1 On “exit and voice” as options for the protection of stakeholders' interests, see Hirschmann (1970).

2 As in proprietary insurance, some or all fund management functions may be outsourced to fund management companies.

3 This capital backing typically takes the form of an interest-free (qard) loan facility from the TO to an underwriting fund that is in deficit. Such an arrangement raises issues that are discussed in the text below.

4 The underwriting result (surplus or deficit) needs to be distinguished from the profit or loss on investment activities. Strictly speaking, the underwriting result is shared by the policyholders, as in a conventional mutual, while investment profits may be shared between policyholders and shareholders so as to provide a source of remuneration to the takaful operator. However, it has been accepted that a TO may manage the underwriting as a mudarib, in which case the TO may receive a percentage share of the underwriting surplus. Nonetheless, there may be practical objections to this on the grounds that the TO as mudarib (a) does not share in any underwriting deficit and (b) may be motivated to aim at unnecessarily high underwriting surpluses in order to maximize the TO's remuneration. Please see the discussion of this issue in the text below.

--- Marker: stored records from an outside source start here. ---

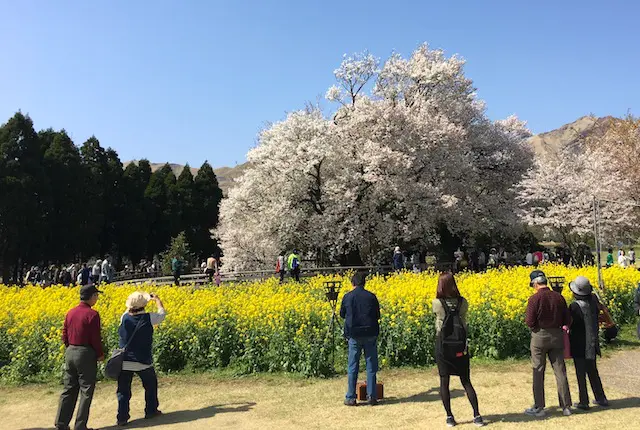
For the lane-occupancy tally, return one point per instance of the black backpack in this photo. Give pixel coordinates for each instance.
(453, 335)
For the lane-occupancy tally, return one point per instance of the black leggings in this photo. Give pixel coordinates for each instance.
(445, 394)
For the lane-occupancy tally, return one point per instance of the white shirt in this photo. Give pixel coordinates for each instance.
(623, 261)
(156, 318)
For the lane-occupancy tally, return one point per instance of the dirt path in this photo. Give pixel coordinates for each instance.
(281, 402)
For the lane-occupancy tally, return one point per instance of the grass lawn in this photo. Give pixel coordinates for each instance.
(411, 401)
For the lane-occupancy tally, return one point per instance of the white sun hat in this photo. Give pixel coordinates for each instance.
(138, 300)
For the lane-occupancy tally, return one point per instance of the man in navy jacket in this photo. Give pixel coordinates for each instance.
(361, 312)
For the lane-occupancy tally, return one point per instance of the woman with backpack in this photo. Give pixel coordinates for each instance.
(452, 355)
(585, 345)
(136, 337)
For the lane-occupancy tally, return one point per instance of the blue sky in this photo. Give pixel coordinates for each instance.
(194, 80)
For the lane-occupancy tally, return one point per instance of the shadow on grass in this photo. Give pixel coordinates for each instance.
(628, 403)
(431, 395)
(177, 417)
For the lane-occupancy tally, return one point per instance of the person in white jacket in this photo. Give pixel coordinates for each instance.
(623, 260)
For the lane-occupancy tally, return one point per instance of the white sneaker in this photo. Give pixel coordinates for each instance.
(535, 412)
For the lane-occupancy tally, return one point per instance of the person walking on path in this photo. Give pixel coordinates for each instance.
(398, 260)
(176, 270)
(294, 265)
(81, 337)
(547, 316)
(361, 312)
(452, 355)
(95, 272)
(104, 272)
(610, 257)
(281, 267)
(84, 274)
(585, 345)
(136, 331)
(211, 268)
(623, 260)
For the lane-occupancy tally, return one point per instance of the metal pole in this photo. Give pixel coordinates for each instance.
(596, 233)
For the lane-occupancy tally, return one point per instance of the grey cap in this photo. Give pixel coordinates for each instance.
(581, 286)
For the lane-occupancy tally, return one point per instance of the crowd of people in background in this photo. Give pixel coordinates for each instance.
(93, 272)
(548, 317)
(478, 259)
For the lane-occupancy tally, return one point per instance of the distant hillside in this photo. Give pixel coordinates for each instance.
(567, 136)
(570, 135)
(225, 175)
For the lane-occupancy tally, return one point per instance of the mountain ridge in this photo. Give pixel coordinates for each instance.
(569, 135)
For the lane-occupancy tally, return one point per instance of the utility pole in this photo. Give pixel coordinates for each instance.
(596, 234)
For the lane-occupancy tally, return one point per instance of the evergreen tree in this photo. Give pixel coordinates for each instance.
(156, 202)
(133, 230)
(206, 203)
(184, 193)
(94, 160)
(22, 198)
(65, 213)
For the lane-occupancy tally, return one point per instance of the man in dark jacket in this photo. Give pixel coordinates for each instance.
(585, 345)
(361, 312)
(81, 336)
(547, 316)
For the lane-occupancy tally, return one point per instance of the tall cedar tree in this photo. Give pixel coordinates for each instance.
(206, 202)
(22, 195)
(65, 214)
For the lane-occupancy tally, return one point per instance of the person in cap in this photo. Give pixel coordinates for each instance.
(451, 352)
(361, 311)
(547, 316)
(293, 263)
(136, 331)
(585, 345)
(398, 259)
(81, 337)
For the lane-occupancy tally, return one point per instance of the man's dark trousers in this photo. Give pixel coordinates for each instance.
(150, 384)
(176, 278)
(549, 343)
(588, 367)
(79, 378)
(295, 274)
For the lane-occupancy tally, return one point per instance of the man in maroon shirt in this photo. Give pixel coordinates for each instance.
(547, 314)
(81, 336)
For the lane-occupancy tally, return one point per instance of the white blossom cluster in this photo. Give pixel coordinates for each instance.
(389, 166)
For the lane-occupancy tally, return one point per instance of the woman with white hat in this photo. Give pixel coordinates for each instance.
(136, 331)
(585, 345)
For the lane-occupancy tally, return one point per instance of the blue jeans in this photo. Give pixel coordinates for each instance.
(150, 384)
(370, 346)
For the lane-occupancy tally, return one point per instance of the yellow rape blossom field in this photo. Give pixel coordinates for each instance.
(266, 326)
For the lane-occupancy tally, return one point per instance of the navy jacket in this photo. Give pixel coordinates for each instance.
(361, 312)
(139, 349)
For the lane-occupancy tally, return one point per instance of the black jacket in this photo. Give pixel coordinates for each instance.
(578, 336)
(361, 312)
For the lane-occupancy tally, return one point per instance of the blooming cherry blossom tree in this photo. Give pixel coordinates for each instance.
(388, 167)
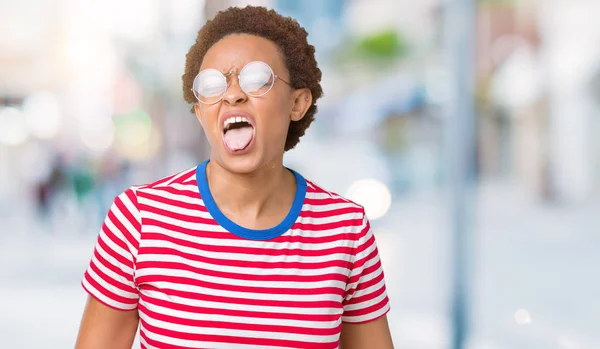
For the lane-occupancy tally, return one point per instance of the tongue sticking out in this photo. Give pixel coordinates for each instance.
(239, 138)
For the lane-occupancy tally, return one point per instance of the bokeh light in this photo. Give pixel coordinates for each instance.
(373, 195)
(42, 115)
(13, 130)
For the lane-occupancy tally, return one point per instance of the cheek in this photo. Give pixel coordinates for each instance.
(276, 116)
(208, 115)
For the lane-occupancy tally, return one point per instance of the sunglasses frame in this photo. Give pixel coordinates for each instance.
(226, 75)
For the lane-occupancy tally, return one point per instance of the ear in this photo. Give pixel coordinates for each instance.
(302, 102)
(198, 112)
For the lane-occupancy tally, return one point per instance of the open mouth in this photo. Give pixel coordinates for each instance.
(237, 133)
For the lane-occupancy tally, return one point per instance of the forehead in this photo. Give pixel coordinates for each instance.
(236, 50)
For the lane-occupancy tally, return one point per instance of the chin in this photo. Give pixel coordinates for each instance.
(240, 164)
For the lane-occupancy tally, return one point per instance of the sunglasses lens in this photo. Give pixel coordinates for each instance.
(256, 79)
(209, 86)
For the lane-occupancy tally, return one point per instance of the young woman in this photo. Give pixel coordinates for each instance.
(239, 251)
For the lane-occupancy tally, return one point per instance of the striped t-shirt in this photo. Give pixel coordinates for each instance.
(199, 280)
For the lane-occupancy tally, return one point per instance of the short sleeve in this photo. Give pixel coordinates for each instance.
(366, 296)
(110, 275)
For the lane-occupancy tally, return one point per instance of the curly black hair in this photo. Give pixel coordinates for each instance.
(285, 32)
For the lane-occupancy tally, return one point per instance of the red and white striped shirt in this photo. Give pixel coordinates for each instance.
(198, 280)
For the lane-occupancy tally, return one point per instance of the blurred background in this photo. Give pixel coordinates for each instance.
(504, 234)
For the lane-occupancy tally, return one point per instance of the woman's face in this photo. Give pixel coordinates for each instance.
(259, 142)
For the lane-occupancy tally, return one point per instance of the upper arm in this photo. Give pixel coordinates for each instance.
(103, 327)
(110, 317)
(371, 335)
(364, 321)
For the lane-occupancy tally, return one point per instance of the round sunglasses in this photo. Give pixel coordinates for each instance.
(255, 79)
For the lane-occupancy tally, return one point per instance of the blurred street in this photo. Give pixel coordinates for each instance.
(552, 281)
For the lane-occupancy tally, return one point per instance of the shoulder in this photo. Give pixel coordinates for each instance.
(164, 189)
(321, 199)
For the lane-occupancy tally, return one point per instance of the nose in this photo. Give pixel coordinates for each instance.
(234, 94)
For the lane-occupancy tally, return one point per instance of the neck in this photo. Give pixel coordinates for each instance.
(250, 195)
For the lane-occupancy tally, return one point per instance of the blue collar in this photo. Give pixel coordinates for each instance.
(234, 228)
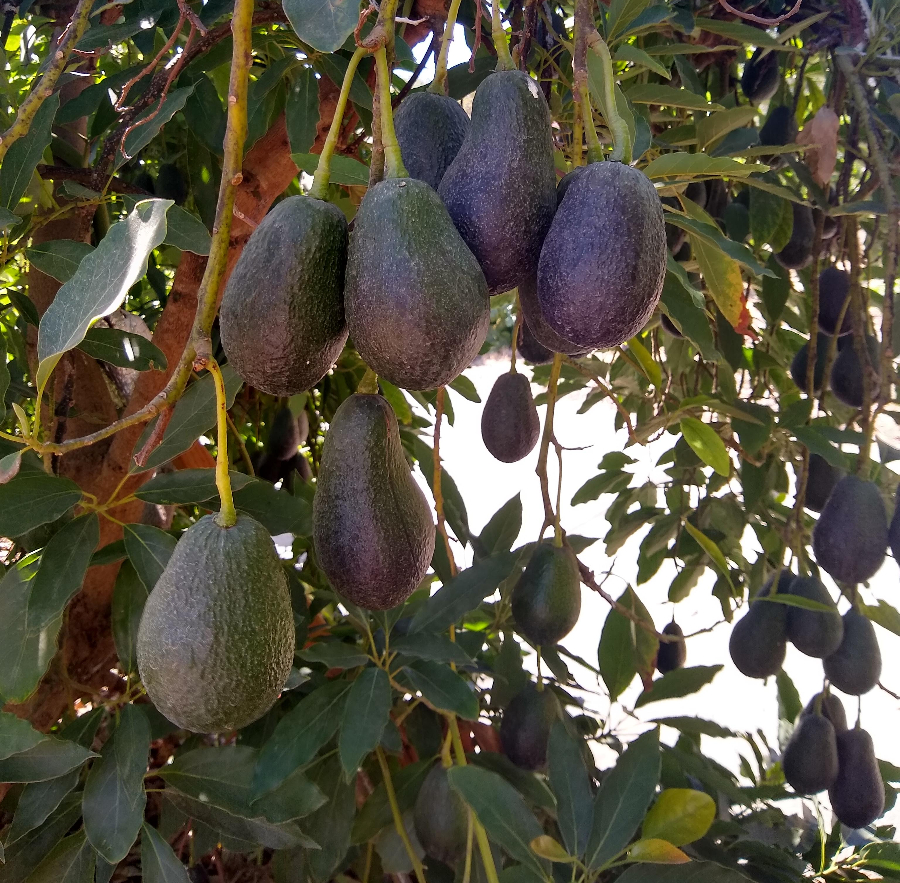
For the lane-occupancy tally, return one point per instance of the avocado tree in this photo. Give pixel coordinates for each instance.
(684, 209)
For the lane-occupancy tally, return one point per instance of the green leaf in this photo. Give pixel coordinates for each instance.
(23, 155)
(100, 283)
(571, 784)
(623, 798)
(442, 688)
(680, 815)
(58, 258)
(706, 444)
(159, 864)
(463, 593)
(32, 499)
(366, 714)
(114, 797)
(500, 808)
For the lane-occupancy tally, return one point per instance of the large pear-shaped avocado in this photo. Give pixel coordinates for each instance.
(814, 632)
(501, 188)
(417, 304)
(216, 639)
(810, 761)
(857, 795)
(282, 315)
(372, 526)
(850, 538)
(546, 600)
(509, 422)
(430, 130)
(855, 666)
(604, 260)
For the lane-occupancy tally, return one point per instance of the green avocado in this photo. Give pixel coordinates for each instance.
(430, 129)
(857, 795)
(526, 724)
(372, 526)
(501, 188)
(216, 639)
(509, 422)
(417, 303)
(282, 315)
(850, 537)
(603, 263)
(814, 632)
(546, 600)
(855, 667)
(441, 818)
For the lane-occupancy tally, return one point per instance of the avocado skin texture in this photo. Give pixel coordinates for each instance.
(416, 300)
(798, 251)
(810, 760)
(501, 188)
(834, 291)
(525, 728)
(603, 262)
(282, 315)
(216, 639)
(430, 129)
(440, 818)
(546, 600)
(509, 422)
(857, 796)
(372, 526)
(855, 667)
(671, 655)
(814, 632)
(850, 537)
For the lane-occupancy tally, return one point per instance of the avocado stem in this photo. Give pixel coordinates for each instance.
(322, 178)
(227, 516)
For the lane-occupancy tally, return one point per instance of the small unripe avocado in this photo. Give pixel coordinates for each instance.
(216, 639)
(546, 600)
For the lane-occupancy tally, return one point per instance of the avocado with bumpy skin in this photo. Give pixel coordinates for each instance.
(216, 639)
(372, 526)
(603, 263)
(416, 300)
(282, 315)
(850, 537)
(546, 600)
(430, 130)
(509, 422)
(500, 189)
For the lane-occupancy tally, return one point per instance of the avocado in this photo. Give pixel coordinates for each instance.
(857, 795)
(834, 292)
(216, 639)
(850, 537)
(820, 482)
(509, 422)
(810, 761)
(855, 667)
(798, 252)
(546, 600)
(372, 526)
(801, 360)
(603, 263)
(501, 188)
(526, 724)
(282, 315)
(416, 300)
(761, 76)
(814, 632)
(441, 818)
(430, 129)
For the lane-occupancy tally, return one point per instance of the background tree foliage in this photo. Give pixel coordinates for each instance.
(114, 119)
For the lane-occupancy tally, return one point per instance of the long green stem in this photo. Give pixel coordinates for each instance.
(323, 170)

5 The issue of the policyholders' entitlement to a distribution of any underwriting surplus is a controversial one still being debated among the Shari'ah scholars, as highlighted in Chapter 3. A recent view, voiced by some Shari'ah scholars to address the concerns raised by their colleagues on this issue, is to abolish such an entitlement. While this would address such concerns and would not deprive the policyholders of their ownership of the takaful operations, it would make the surplus available for building up reserves and/or reducing future contributions, among others.

6 It is worth noting that the recently promulgated insurance regulations by the Saudi Arabian Monetary Authority, which apply to takaful companies, enable the shareholders to partake in the surplus.

7 Recently, the Shari'ah Advisory Council of IAH Bank Negara Malaysia has ruled that the distribution of surplus from a tabarru' (donation) fund to the policyholders is permissible from a Shari'ah perspective. This fund belongs to the policyholders because it is formed from their contribution, which is paid on the basis of donation.

8 Their property rights do not include the right to sell or transfer shares; otherwise, they have the same property, control, and information rights as shareholders.

9 If the relevant underwriting fund has reserves built up from previous surpluses, then a deficit in an individual financial year may be absorbed provided an adequate solvency margin is maintained. Given an adequate solvency margin, there is no underwriting requirement to achieve a surplus. This is an argument against the practice of using a mudarabah contract to remunerate the TO for underwriting management, as it makes the remuneration of the TO depend on the size of the underwriting surplus. Please see the discussion of this issue in the text.

10 The shareholders may also benefit from the PER whereby the management can use the funds in the reserve to beef up the dividends of the shareholders. However, the authors are not aware of any disclosure made by an Islamic bank of such a practice.

11 In Sudan, the term takaful is used for life, health, and other personal types of insurance, while “Islamic cooperative insurance” is used for non-personal types of insurance.